Às tantas já não eram aquelas pessoas que iam depois de sair, para as discotecas ou para os bares, mas as que iam ficar em casa a ver filmes. Era agradável comer os bolos quentes, para irem para casa. Ou então, sábado de manhã, não queriam ir de manhã, então iam à noite comprar. Temos umas noites de sexta-feira muito movimentadas.
Moda e maquilhagem
Mas que as mantas e o pão não deixem esconder o outro mundo de António Carreteiro. Saiu de Reguengos para estudar num colégio interno em Tomar. Daí seguiu para Lisboa, onde estudou design de moda. Nunca mais regressou para viver em Reguengos.
  
Fez várias coleções para marcas portuguesas, desde pronto-a-vestir, sportsware, e alta-costura.
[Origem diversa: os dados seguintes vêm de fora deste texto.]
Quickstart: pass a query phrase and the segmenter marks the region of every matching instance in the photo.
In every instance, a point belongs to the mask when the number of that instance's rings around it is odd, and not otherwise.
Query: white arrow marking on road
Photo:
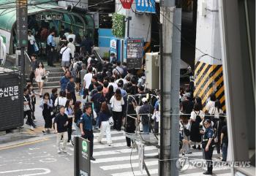
[[[56,158],[43,158],[40,159],[39,161],[42,163],[53,163],[57,161],[57,160]]]
[[[47,175],[47,174],[50,173],[50,170],[48,169],[34,168],[34,169],[19,169],[19,170],[1,171],[1,172],[0,172],[0,174],[8,174],[8,173],[12,173],[12,172],[25,172],[25,171],[35,171],[35,170],[42,170],[43,172],[20,175],[19,176],[34,176],[34,175]]]

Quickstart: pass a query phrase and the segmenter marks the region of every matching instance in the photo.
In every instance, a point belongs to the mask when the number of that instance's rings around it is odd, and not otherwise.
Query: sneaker
[[[208,172],[208,171],[206,171],[206,172],[203,172],[203,175],[212,175],[212,172]]]
[[[66,150],[66,149],[62,149],[62,151],[63,151],[64,153],[67,153],[67,150]]]

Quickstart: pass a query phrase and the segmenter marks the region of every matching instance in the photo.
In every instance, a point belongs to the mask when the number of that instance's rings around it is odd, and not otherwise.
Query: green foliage
[[[112,32],[116,37],[124,37],[125,33],[125,16],[118,13],[113,13],[112,15]]]

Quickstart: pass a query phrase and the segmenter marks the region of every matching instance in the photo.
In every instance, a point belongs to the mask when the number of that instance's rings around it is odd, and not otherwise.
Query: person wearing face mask
[[[116,62],[116,54],[114,53],[110,53],[110,61],[111,64]]]
[[[54,35],[55,35],[55,31],[52,31],[47,38],[47,46],[48,46],[48,64],[50,66],[55,66],[53,64],[53,56],[54,56],[54,50],[55,47],[56,47],[56,44],[55,43],[54,41]]]

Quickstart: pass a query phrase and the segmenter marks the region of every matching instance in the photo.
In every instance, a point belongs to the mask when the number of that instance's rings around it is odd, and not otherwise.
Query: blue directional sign
[[[135,0],[136,10],[141,12],[156,13],[154,0]]]

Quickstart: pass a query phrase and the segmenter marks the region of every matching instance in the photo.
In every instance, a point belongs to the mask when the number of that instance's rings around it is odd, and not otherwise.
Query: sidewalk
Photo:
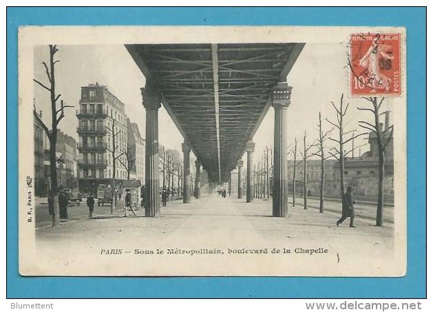
[[[339,216],[335,213],[319,214],[317,209],[304,210],[300,206],[289,207],[286,218],[273,218],[271,214],[271,200],[246,203],[244,198],[220,196],[193,200],[189,204],[169,202],[161,208],[161,216],[156,218],[145,217],[144,209],[137,211],[136,216],[129,212],[125,218],[123,210],[116,209],[113,215],[39,229],[36,231],[39,258],[56,255],[39,265],[45,273],[61,267],[65,275],[140,276],[193,275],[200,272],[266,275],[275,261],[278,264],[273,269],[283,275],[326,275],[339,272],[363,275],[368,271],[379,275],[392,269],[387,266],[394,261],[392,225],[378,227],[373,221],[357,218],[356,229],[349,227],[348,220],[337,227]],[[169,249],[214,249],[229,253],[229,249],[251,248],[267,249],[269,254],[257,258],[233,254],[147,256],[157,249],[166,254]],[[275,256],[270,251],[275,248],[322,249],[329,253]],[[107,256],[107,252],[115,255]],[[121,254],[116,256],[118,252]],[[235,259],[237,264],[231,264]],[[338,266],[340,263],[343,267]],[[56,275],[59,271],[51,273]]]

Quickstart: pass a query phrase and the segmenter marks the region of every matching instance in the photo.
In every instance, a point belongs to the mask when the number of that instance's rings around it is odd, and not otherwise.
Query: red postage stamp
[[[350,36],[350,94],[400,95],[400,34]]]

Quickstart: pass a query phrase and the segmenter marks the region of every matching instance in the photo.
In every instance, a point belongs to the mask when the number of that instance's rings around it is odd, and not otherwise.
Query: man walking
[[[89,207],[89,216],[92,218],[93,214],[93,208],[95,205],[95,200],[93,198],[93,194],[90,193],[89,197],[87,197],[87,207]]]
[[[67,204],[69,202],[69,196],[63,187],[60,189],[59,193],[59,207],[60,210],[60,218],[67,219]]]
[[[125,196],[125,216],[126,217],[126,211],[127,210],[130,209],[134,216],[136,216],[136,212],[132,209],[132,206],[131,205],[131,192],[129,191],[129,189],[126,190],[126,196]]]
[[[353,225],[355,219],[355,207],[353,207],[355,200],[352,197],[352,187],[347,187],[346,194],[343,196],[343,213],[341,218],[337,221],[337,226],[339,227],[348,217],[350,217],[350,227],[357,227]]]
[[[52,191],[51,189],[48,191],[47,200],[48,200],[48,214],[50,214],[52,218],[52,227],[54,227],[56,214],[54,212],[54,198],[52,196]]]
[[[162,200],[162,207],[167,206],[167,198],[168,197],[168,194],[165,189],[162,189],[162,193],[161,194],[161,199]]]

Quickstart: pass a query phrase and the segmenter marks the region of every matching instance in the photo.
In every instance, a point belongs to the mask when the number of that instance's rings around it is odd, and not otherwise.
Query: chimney
[[[388,130],[390,127],[390,111],[385,112],[385,130]]]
Ao fim de alguns anos, um convite para maquilhar jovens de um casting para o programa Clube dos Amigos Disney, abriu-lhe as portas para um novo mundo - a maquilhagem e os cabelos.
"O produtor veio falar comigo a dizer que já tinham escolhido os apresentadores e que estavam muito contentes com a imagem e se eu estaria disposto a fazer as filmagens dois dias por mês. De repente, comecei a achar mais graça aqueles dois dias do que o resto do tempo que eu tinha de passar no ateliê", relembra.
Era o início dos anos 90 e a moda ganhava outro fôlego com o aparecimento das revistas e das agências de modelos. Coincidiu também com o aparecimento dos novos canais privados que precisavam de maquilhadores para os programas de entretenimento.
Do Buéréré à música da Madonna
"Fiz o Big Show SIC, fiz o Buéréré, fiz a Noite de Sonho, fiz muitos programas desses. De repente, havia muitos programas para fazer e não havia equipas tinham que ser formadas na hora. Foi muito fácil as coisas acontecerem, tinha trabalho todos os dias e todos os dias estava a aprender."
António Carreteiro foi ganhando nome no mundo da maquilhagem nacional mas também fora do país. Passou pelo Ballet Gulbenkian, como figurinista e cenógrafo. Trabalhou para a L" Oreal e para todas as produtoras e televisões. Acompanhou a delegação do festival da canção por vários anos, viajou em trabalho para todo o mundo e acabou também a maquilhar para videoclipes de artistas como por exemplo a Madonna.
"Eu fiz dois videoclipes para a Madonna mas eu só fiz a equipa toda, os figurantes, todas as pessoas com quem ela contracenava, ela tinha a pessoa que a maquilhava, que a maquilha sempre", conta.
Olhando agora para trás, António admite que a vida deu muitas voltas, que o ajudaram a regressar às raízes.
"Era isto que eu andava à procura sem saber exatamente. Tinha esta calma que eu queria procurar mas também tinha as capacidades artísticas, que podia desenvolver um trabalho muito interessante e foi isso que me fascinou."